The Internet Society expands its Mutually Agreed Norms for Routing Security, or MANRS, to IXPs as a means to protect the internet from route hijacking, leaks and IP address spoofing.

Manners maketh man, as the saying goes, and MANRS could soon maketh networks.

Attackers continue to exploit weakness in the way Border Gateway Protocol (BGP) servers exchange routing information to hijack routes and use spoofed IP addresses. But the Internet Society, or ISOC, has expanded its efforts to cut down on those attacks through the expansion of its Mutually Agreed Norms for Routing Security (MANRS) initiative to include a new program aimed at internet exchange points (IXPs).

The new program was announced just a day before the latest high-profile BGP routing security incident, in which unknown attackers hijacked routes to cryptocurrency wallet provider MyEtherWallet and stole over $150,000 worth of the Ethereum cryptocurrency.

In its announcement, ISOC noted the scale of the problems with routing.

"Routing security is vital to the future and stability of the internet. In 2017 alone, 14,000 routing outages or incidents -- such as hijacking, leaks, spoofing and large-scale Denial of Service (DoS) attacks -- led to stolen data, lost revenue, reputational damage and more," ISOC wrote. "MANRS addresses these threats through technical and collaborative action across the internet. The security of the internet as a whole depends on routing security."

The MANRS initiative addresses vulnerabilities in the internet routing system that, when exploited, allow an attacker to impersonate a network and attract network traffic intended for that network, said Andrei Robachevsky, technology program manager for ISOC. MANRS practices are also aimed at eliminating route leaks. In those incidents, a network operator "announces a network prefix learned from another provider, injecting itself in the path of traffic destined to this network" and traffic with spoofed source IP addresses, which Robachevsky said "is the root cause of volumetric reflection and amplification attacks."

The objective of the MANRS program is to "provide guidance to network operators in addressing issues of security and resilience of the global internet routing system," according to the MANRS program site. "Another important goal is to document the commitment of industry leaders to address these issues, which should amplify the impact as more supporters join."

The MANRS program was launched in 2014 by, and for, members of the network operator community to promote "security and resilience of the global routing system." Network operators generally include internet and other communication service providers that participate in the global internet routing infrastructure. IXPs are physical exchange points where network operators are able to exchange traffic between internet service providers (ISPs); they may be operated by for-profit or not-for-profit enterprises, by educational or government agencies, or by network groups.
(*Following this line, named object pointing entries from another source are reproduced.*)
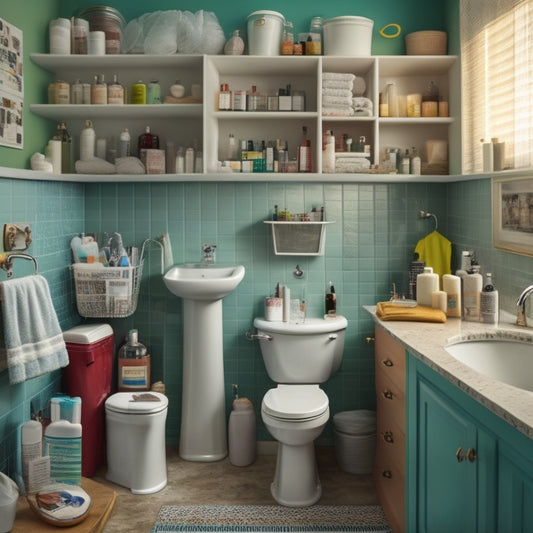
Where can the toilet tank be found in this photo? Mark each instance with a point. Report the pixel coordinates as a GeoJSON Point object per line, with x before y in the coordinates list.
{"type": "Point", "coordinates": [302, 353]}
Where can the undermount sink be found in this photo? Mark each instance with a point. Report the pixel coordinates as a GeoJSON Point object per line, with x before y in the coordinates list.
{"type": "Point", "coordinates": [199, 281]}
{"type": "Point", "coordinates": [505, 358]}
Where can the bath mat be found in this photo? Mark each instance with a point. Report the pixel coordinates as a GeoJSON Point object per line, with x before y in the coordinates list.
{"type": "Point", "coordinates": [271, 518]}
The MANRS for IXP program launched with 10 internet exchange points participating out of 630 IXPs registered in the PeeringDB, a public database of peering networks, according to Robachevsky.

"The 10 founding participants include several of the biggest IXPs by number of members and traffic volume," he said, adding that "the program is also starting with good global coverage -- Africa, Europe, Latin and North America, taking into account that IXP memberships overlap. The aspiration is, of course, that this becomes a norm for every IXP and all of them join, but it is hard to say what is the tipping point. What is important at this stage is the uptake, the dynamics of the growth of this program."

Norms for routing security

The MANRS initiative calls on network operators -- and IXPs -- to take four concrete actions that can reduce the threat of route hijacking, route leaking and use of spoofed IP addresses. The MANRS program calls for entities involved in internet routing to take these actions:

  • Prevent propagation of incorrect routing information. The most important action for protecting routing security is to use explicit prefix-level filters to ensure inbound routing advertisements are correct.
  • Prevent traffic with spoofed IP source addresses. Network operators and IXPs are expected to enable source address validation and use antispoofing filtering to avoid forwarding packets with spoofed source IP addresses.
  • Promote communication and cooperation among network operators. MANRS calls for all network operators to maintain contact information and keep it up to date.
  • Validate routing information on a global scale. MANRS calls for network operators to publicly document their routing policies, as well as the BGP routing networks and network address prefixes for which they route.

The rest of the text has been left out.